Facebook has [released a series of papers](https://research.facebook.com/blog/learning-to-segment/) for object segmentation and detection. This paper is the first in that series.
This is how modern object detection works (think [RCNN](https://arxiv.org/abs/1311.2524), [Fast RCNN](http://arxiv.org/abs/1504.08083)):
1. A rich set of object proposals (i.e., a set of image regions which are likely to contain an object) is generated using a fast (but possibly imprecise) algorithm.
2. A CNN classifier is applied on each of the proposals.
The current paper improves the step 1, i.e., region/object proposals.
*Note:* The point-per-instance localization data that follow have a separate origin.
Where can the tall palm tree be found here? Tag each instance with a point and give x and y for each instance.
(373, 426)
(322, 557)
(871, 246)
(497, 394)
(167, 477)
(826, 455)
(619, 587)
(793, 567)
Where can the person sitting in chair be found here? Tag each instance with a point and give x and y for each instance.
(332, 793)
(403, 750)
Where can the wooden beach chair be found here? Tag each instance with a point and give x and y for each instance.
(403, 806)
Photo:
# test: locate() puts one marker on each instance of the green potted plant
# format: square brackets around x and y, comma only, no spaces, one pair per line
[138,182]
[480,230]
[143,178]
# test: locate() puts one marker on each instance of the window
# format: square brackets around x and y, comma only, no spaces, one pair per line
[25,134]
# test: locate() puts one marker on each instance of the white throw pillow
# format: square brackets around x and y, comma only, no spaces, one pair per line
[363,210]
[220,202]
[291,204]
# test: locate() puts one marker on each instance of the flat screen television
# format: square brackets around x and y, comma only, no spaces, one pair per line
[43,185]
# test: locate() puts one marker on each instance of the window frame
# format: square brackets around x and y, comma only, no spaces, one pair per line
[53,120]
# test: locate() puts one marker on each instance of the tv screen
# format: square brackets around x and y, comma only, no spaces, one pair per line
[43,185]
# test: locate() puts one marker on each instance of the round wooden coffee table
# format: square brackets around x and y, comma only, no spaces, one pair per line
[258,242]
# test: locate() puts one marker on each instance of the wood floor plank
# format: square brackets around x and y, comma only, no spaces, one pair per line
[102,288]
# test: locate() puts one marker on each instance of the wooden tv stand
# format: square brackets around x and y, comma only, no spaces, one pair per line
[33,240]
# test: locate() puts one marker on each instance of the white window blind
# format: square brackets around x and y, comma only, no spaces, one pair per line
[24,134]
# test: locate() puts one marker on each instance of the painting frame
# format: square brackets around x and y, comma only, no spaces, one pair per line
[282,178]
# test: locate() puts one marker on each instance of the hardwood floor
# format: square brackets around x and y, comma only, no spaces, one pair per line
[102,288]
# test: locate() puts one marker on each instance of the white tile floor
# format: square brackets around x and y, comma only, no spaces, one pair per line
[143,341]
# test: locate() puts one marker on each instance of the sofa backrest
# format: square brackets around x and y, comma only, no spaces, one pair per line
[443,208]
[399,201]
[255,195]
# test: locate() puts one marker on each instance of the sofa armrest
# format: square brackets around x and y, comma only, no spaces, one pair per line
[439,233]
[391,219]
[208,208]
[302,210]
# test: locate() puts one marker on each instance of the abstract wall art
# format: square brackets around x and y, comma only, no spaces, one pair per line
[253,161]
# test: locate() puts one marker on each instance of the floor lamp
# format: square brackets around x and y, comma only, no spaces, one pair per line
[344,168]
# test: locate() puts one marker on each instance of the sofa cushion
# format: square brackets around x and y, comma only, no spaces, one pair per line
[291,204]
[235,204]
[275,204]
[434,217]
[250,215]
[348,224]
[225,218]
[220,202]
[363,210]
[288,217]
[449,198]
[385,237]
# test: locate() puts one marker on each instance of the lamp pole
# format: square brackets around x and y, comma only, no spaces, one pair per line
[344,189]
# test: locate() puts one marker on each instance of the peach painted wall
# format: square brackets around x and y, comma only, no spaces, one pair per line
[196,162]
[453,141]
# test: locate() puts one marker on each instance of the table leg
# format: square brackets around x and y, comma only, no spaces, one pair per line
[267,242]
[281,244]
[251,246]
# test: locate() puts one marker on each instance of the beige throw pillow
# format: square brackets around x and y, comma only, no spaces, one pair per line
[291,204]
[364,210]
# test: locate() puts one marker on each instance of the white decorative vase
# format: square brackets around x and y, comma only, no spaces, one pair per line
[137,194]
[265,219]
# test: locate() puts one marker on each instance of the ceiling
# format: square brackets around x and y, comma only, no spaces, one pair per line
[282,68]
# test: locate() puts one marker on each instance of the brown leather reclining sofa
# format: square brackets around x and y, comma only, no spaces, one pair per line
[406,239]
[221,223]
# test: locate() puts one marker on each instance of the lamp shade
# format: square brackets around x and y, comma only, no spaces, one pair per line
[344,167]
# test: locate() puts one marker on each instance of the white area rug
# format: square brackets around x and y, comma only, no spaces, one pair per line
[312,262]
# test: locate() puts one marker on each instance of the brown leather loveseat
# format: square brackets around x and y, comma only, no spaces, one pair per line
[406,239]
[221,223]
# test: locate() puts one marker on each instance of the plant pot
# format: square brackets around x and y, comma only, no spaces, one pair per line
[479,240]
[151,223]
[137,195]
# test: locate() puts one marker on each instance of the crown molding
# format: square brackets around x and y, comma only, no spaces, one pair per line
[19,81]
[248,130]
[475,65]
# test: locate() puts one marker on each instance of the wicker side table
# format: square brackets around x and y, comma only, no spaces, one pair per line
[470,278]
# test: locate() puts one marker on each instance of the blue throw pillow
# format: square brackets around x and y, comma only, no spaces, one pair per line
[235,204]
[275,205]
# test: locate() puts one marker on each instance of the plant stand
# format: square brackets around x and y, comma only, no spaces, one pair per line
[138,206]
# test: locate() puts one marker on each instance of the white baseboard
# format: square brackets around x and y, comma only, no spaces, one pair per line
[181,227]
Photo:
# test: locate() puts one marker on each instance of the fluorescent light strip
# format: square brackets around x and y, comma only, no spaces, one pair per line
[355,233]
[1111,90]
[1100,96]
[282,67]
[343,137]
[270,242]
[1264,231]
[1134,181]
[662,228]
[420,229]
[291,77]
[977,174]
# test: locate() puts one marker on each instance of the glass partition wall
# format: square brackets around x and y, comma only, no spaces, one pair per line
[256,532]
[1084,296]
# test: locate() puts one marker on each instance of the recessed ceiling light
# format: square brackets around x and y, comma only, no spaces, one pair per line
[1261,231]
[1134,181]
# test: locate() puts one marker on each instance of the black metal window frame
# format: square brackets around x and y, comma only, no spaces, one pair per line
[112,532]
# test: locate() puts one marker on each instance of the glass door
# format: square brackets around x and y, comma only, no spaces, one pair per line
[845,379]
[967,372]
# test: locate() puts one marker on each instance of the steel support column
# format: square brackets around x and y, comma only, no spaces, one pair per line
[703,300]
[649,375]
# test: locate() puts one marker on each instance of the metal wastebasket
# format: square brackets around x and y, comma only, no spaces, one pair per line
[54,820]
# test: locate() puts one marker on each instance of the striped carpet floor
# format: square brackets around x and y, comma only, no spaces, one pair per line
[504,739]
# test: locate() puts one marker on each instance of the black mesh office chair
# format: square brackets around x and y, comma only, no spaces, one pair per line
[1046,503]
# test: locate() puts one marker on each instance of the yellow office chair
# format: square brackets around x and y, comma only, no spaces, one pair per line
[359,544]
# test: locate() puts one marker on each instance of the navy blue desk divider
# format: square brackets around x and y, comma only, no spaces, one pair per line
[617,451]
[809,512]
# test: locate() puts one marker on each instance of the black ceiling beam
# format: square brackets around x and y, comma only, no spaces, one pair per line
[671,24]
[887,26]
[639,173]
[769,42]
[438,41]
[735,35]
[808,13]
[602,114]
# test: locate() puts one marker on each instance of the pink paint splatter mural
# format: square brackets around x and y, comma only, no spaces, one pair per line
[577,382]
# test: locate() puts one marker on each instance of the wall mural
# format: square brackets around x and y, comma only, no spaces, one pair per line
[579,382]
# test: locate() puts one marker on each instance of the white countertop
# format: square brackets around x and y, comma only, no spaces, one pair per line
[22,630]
Most object proposals approaches fall into three categories:
* Objectness scoring
* Seed Segmentation
* Superpixel Merging
Current method is different from these three.
It share similarities with [Faster R-CNN](https://arxiv.org/abs/1506.01497) in that proposals are generated using a CNN.
The method predicts a segmentation mask given an input *patch* and assigns a score corresponding to how likely the patch is to contain an object.
## Model and Training
Both mask and score predictions are achieved with a single convolutional network but with multiple outputs. All the convolutional layers except the last few are from VGG-A pretrained model.
Each training sample is a triplet of RGB input patch, the binary mask corresponding to the input patch, a label which specifies whether the patch contains an object. A patch is given label 1 only if it satisfies the following constraints:
* the patch contains an object roughly centered in the input patch
* the object is fully contained in the patch and in a given scale range
Note that the network must output a mask for a single object at the center even when multiple objects are present.
Figure 1 shows the architecture and sampling for training.
Model is then jointly trained for segmentation and objectness. Negative samples are not used for segmentation.
During full image inference, model is applied densely at multiple locations and scales.
This can be done efficiently since all computations are convolutional like in a fully convolutional network (FCN).
This approach surpasses the previous state of the art by a large margin in both box and segmentation proposal generation.